Not directly — HomeKit Secure Video isn't supported. Matter support is on the Eufy roadmap, which would in theory enable a HomeKit bridge route, but as of 2026 it hasn't shipped. Apple-ecosystem users should expect to use the Eufy app rather than the Home app for video access.
How long does the local recording history last?
Storage depends on the HomeBase 3 you own — the 16GB internal storage holds roughly 30 days of motion-event clips at 2K. Adding an eSATA drive expands this to 16TB. For a single doorbell, the internal storage is generally enough; multi-camera HomeBase 3 setups benefit from an expansion drive.
Is the AI processing actually on-device?
Yes — the HomeBase 3 runs the AI inference locally rather than uploading clips to a cloud service.
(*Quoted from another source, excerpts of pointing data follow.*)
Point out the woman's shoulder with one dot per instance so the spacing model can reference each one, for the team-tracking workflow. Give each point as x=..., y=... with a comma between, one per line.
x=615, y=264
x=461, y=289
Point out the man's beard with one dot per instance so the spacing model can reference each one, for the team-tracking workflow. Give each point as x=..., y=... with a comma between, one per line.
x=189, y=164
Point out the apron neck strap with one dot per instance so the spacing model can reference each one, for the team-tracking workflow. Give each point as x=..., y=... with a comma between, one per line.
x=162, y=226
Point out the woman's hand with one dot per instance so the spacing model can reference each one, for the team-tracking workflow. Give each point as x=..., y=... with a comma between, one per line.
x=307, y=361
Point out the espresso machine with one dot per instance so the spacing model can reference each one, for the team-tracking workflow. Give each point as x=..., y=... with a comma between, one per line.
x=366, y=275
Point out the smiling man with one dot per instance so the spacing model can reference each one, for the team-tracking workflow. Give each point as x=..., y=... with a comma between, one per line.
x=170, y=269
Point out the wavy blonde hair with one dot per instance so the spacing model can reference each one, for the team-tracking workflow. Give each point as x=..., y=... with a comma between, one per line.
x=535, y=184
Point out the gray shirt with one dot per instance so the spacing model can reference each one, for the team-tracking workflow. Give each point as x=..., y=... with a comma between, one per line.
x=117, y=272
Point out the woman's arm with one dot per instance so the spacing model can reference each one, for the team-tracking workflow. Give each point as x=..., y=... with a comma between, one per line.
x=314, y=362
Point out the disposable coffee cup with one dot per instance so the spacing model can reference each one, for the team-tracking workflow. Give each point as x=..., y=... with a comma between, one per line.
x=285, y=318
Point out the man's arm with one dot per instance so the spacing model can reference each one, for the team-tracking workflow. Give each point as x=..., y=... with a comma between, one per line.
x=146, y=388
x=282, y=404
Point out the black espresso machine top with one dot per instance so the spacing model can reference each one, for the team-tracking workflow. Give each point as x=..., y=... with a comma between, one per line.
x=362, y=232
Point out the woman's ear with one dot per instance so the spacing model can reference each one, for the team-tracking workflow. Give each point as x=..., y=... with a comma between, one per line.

This is the architectural difference that lets Eufy avoid the subscription fee model and lets the system function fully without an internet connection (though remote app access does need cloud connectivity).

Check current price

Pricing varies with HomeBase 3 bundle availability — Eufy often runs the doorbell + HomeBase combo at a meaningful discount.

Check price on Amazon UK

Pros & Cons

Pros

  • Dual cameras cover head height + package level — solves the porch-pirate blind spot
  • All features available with no subscription required, ever
  • Local storage on HomeBase 3 keeps recordings off the cloud entirely
  • RTSP support via HomeBase 3 enables NAS / NVR integration for advanced users
  • On-device package detection and person recognition; no cloud round-trip

Cons

  • Total cost-of-ownership includes the £140 HomeBase 3 if not already in the Eufy ecosystem
  • UK doorbell-transformer requirements (8-24V AC) can require an electrician for older wiring
  • Apple HomeKit Secure Video is not supported; HomeKit-via-Matter still on roadmap as of 2026
  • Setup is materially more involved than a Ring or a budget no-name doorbell

Our Verdict

The Eufy E340 earns 4.3/5 — the strongest non-subscription dual-camera doorbell on the UK market, provided you either already have a HomeBase 3 or are prepared to budget for one. Pure local-storage operation, dual-camera coverage, and on-device AI make it the right pick for anyone who doesn't want to pay Ring or Nest monthly fees.